Marine Le Pen, the far-right French leader hopeful of a strong showing in next year’s presidential election, has defended borrowing from a Russian bank to fund her party – and promised closer ties between the Elysee Palace and the Kremlin if she wins next May. There are growing fears of Russian interference in the vote, after Donald Trump’s relationship with the Kremlin and Russia’s alleged role in hacking the Democratic party’s email server were hot topics in the US election. Foreign policy experts told Fairfax that Russia would benefit from “chaos” in Europe and a weakened NATO and EU, and it was not clear how far it would go to exploit the opportunities offered by next year’s presidential elections in France. Ms Le Pen admitted in 2014 that her party borrowed 9 million euros ($12.9 million) from a Russian-owned bank. Russia has also reportedly lent money to Greece’s Golden Dawn, Italy’s Northern League, Hungary’s Jobbik and the Freedom Party of Austria.

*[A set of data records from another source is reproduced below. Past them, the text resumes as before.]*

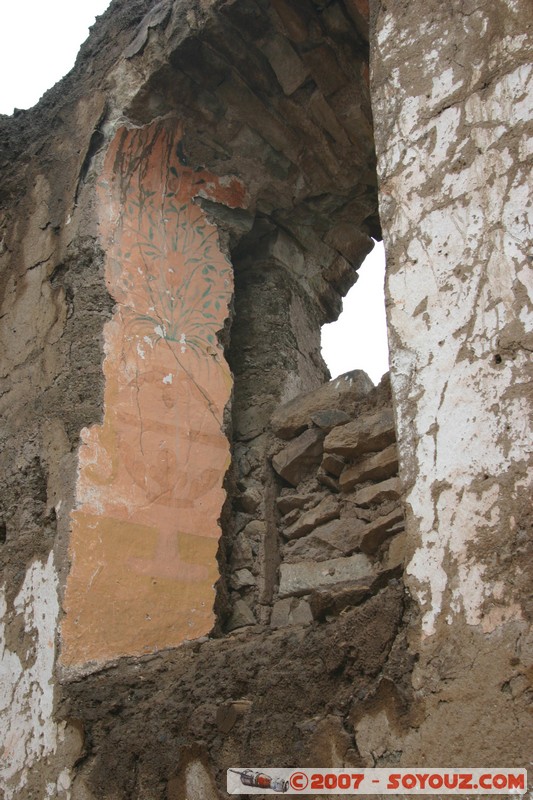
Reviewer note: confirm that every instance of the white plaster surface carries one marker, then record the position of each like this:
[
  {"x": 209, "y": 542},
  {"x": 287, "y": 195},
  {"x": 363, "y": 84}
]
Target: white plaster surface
[
  {"x": 28, "y": 732},
  {"x": 457, "y": 212}
]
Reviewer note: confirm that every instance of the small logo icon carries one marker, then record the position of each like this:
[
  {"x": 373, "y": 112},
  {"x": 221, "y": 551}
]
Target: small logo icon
[
  {"x": 260, "y": 780},
  {"x": 299, "y": 781}
]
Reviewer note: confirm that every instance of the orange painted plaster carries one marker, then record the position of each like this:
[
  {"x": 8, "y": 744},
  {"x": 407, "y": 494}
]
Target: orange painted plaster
[{"x": 149, "y": 490}]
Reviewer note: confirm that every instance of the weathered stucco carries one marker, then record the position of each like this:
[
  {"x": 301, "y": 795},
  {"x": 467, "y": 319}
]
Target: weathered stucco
[
  {"x": 453, "y": 91},
  {"x": 204, "y": 558}
]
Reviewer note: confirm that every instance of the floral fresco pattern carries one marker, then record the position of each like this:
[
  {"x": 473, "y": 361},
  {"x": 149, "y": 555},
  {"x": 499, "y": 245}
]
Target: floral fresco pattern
[{"x": 149, "y": 491}]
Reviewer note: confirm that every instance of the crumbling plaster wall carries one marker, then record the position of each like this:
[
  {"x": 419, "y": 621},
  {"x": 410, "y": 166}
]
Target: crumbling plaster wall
[
  {"x": 452, "y": 97},
  {"x": 386, "y": 681}
]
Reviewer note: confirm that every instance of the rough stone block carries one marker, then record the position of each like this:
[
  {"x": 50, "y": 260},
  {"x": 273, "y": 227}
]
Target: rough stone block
[
  {"x": 332, "y": 540},
  {"x": 241, "y": 554},
  {"x": 329, "y": 418},
  {"x": 332, "y": 463},
  {"x": 369, "y": 433},
  {"x": 341, "y": 393},
  {"x": 296, "y": 460},
  {"x": 288, "y": 502},
  {"x": 377, "y": 466},
  {"x": 378, "y": 493},
  {"x": 298, "y": 579},
  {"x": 290, "y": 71},
  {"x": 326, "y": 510},
  {"x": 242, "y": 578},
  {"x": 242, "y": 615},
  {"x": 291, "y": 611},
  {"x": 380, "y": 529}
]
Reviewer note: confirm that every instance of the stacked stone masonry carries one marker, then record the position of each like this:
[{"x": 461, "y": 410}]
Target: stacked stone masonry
[{"x": 335, "y": 508}]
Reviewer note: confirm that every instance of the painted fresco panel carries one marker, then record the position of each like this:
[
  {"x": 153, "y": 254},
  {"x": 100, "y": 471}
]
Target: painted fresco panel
[{"x": 149, "y": 492}]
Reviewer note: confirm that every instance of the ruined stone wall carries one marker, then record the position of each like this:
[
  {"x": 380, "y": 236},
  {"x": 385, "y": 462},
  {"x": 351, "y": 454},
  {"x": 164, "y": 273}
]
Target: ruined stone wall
[{"x": 202, "y": 549}]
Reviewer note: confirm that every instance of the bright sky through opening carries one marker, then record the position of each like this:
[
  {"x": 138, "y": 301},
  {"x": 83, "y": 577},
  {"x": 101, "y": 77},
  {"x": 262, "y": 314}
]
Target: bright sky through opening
[{"x": 40, "y": 44}]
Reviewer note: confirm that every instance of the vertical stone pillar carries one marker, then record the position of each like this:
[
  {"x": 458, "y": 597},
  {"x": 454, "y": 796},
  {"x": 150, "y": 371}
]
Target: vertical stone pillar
[{"x": 452, "y": 93}]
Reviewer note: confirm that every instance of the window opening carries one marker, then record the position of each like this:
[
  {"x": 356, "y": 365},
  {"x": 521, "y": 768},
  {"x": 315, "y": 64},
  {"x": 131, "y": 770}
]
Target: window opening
[{"x": 358, "y": 339}]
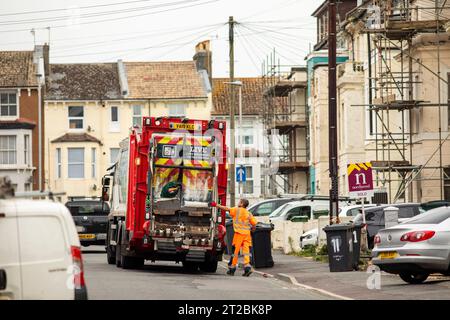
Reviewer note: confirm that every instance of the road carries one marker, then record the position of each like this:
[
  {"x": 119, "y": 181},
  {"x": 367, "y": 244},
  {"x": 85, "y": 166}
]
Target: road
[{"x": 165, "y": 280}]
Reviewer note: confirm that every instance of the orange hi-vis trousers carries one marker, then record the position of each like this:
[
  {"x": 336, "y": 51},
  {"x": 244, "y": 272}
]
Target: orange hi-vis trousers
[{"x": 243, "y": 241}]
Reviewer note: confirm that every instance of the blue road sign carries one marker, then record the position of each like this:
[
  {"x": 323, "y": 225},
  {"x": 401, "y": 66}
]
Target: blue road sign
[{"x": 241, "y": 174}]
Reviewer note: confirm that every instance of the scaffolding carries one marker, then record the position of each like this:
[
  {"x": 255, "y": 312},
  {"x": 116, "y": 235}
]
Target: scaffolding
[
  {"x": 391, "y": 26},
  {"x": 285, "y": 121}
]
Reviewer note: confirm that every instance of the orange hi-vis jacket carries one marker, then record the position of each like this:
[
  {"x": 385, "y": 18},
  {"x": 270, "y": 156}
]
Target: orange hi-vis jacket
[{"x": 243, "y": 220}]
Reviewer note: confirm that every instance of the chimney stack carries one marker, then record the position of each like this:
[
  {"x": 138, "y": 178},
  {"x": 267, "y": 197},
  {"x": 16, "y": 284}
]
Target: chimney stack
[{"x": 203, "y": 58}]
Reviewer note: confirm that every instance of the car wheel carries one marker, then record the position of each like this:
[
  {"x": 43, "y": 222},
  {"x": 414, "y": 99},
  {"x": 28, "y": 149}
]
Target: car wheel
[{"x": 413, "y": 278}]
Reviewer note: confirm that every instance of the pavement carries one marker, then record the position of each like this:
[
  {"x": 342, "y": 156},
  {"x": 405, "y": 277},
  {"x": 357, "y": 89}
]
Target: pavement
[
  {"x": 316, "y": 277},
  {"x": 169, "y": 281}
]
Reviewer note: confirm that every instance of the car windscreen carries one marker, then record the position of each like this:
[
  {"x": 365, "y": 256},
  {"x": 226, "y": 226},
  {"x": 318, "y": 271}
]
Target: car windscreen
[
  {"x": 278, "y": 211},
  {"x": 434, "y": 216},
  {"x": 88, "y": 208}
]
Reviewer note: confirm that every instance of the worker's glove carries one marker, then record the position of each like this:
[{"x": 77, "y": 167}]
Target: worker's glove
[{"x": 212, "y": 204}]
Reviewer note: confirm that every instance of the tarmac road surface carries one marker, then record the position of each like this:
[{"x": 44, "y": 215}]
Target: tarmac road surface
[{"x": 167, "y": 280}]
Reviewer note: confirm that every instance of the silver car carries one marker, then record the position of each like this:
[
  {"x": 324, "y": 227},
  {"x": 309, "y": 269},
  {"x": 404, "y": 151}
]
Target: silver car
[{"x": 415, "y": 248}]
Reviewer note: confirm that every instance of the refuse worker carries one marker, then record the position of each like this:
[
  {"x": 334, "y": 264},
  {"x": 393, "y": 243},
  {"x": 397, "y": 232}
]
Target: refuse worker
[
  {"x": 243, "y": 223},
  {"x": 170, "y": 190}
]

On the BBC’s Andrew Marr Show on Sunday, Marine Le Pen defended the move. “I’m sorry, but I borrowed from a Russian bank, but it might as well have been a bank from Guatemala or from Spain,” she said. “French banks won’t lend to the National Front, it’s a way they have found to stifle democracy.”
But she said her presidency would feature a new friendship with Vladimir Putin – and hinted at an end to economic sanctions initiated after Russia took Crimea from Ukraine.
“There is no reason to be scared,” she said. “If we want a powerful Europe we had better negotiate with Russia and cooperate with them, have commercial agreements with them.”